My plan would give commercial real estate holders an incentive to reinvest in the commercial property by fixing their taxes to the base (current) year for a period of time commensurate with the investment.  For example, a commercial real estate holder invests $5 million in a building to improve it for tenants; I would suggest setting the taxable income on the property before improvements for a period of years to justify the return on investment.  This will help to improve the building, employ workers to improve the building and bring in commercial tenants  to the City of Worcester.

My plan would provide an incentive for owners to improve their buildings, but would also spur commercial growth while not lowering the City’s commercial tax revenue as it would remain the same, and then grow significantly in just a few short years.  Right now, the City of Worcester’s commercial base is retracting and being bought up by non-taxpaying non-profits.  This trend must be reversed or the City will not be able to maintain its debt obligations or services.

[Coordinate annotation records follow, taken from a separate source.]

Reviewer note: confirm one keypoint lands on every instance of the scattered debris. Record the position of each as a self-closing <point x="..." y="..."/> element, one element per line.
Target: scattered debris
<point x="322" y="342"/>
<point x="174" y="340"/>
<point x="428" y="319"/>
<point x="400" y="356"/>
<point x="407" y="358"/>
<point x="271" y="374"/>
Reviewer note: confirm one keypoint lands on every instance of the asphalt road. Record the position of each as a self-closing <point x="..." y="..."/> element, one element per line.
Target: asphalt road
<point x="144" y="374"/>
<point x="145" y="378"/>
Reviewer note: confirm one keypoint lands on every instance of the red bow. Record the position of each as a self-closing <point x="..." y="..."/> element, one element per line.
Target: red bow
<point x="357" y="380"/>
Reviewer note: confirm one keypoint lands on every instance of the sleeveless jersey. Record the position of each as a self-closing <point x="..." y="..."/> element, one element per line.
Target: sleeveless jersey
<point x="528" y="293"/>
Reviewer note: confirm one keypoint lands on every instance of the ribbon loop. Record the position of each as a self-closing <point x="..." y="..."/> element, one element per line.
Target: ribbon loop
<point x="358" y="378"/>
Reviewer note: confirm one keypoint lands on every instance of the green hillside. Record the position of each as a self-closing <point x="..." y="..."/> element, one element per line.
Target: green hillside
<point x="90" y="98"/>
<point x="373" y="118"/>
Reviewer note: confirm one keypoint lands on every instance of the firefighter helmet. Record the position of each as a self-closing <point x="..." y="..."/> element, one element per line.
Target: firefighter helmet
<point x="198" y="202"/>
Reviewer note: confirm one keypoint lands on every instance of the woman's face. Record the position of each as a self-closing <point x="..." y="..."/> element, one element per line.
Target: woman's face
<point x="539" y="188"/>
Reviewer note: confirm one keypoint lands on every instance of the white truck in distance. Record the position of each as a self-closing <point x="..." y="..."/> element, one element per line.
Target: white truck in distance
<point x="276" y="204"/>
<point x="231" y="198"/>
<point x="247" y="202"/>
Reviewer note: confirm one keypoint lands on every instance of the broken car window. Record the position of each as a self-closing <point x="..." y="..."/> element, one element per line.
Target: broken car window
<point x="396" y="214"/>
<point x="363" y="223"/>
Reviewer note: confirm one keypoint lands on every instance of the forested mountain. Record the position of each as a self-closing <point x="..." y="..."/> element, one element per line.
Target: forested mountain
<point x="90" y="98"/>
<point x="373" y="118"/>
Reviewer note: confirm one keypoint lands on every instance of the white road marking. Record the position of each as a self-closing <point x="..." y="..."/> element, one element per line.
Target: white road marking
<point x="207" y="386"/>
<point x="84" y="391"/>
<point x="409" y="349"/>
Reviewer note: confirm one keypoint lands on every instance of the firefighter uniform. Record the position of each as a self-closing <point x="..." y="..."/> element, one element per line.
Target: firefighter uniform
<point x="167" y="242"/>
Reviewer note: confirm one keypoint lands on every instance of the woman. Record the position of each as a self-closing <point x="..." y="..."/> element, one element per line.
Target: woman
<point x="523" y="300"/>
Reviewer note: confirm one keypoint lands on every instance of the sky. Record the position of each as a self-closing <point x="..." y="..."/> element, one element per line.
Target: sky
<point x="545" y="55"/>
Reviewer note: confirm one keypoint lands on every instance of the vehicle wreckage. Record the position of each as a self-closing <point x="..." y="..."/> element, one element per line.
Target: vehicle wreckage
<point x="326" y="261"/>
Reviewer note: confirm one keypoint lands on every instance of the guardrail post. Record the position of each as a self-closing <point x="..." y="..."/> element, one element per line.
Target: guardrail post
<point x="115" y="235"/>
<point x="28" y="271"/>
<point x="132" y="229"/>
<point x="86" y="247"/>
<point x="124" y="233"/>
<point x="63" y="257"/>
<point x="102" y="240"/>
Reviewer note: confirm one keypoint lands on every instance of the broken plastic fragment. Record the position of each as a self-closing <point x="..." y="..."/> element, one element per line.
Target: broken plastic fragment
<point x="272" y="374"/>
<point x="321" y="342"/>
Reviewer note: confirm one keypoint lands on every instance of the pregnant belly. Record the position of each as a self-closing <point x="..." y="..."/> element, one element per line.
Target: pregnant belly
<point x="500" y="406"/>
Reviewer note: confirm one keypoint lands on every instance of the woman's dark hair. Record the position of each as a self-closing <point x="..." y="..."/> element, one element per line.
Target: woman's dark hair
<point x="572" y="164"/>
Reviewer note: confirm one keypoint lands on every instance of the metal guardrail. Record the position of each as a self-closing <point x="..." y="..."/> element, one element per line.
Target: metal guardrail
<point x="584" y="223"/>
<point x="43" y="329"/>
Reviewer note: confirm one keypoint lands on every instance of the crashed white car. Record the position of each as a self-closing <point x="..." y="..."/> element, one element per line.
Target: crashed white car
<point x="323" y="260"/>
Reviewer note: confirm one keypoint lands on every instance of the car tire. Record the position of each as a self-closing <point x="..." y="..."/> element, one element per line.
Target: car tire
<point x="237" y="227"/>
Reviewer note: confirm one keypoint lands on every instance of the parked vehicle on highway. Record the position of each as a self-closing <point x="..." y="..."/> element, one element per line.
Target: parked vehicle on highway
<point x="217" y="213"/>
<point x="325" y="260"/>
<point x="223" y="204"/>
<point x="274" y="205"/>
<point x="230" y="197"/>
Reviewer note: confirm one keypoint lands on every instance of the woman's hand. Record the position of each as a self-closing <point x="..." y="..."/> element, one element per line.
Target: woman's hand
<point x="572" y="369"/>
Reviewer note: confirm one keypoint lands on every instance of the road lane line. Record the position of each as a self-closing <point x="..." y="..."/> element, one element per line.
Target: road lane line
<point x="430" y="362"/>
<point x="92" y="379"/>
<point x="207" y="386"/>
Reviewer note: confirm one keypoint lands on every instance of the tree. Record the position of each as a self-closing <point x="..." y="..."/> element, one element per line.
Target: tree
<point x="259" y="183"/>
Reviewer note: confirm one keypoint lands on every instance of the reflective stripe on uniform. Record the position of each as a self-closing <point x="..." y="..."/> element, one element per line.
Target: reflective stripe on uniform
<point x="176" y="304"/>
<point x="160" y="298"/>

As commercial tenants come to the City, they employ workers, buy local goods, and create demand for more commercial real estate that then brings more tax revenue.  Further, by creating jobs, people have a place to work and earn money, often leading them to purchase homes and pay taxes.  They will frequent local businesses while living here.  Finally, we may actually keep some of our transient college students in the City when we can offer them post-graduation employment.

Let’s take a new approach and bring fresh ideas to grow the City of Worcester and benefit our residents.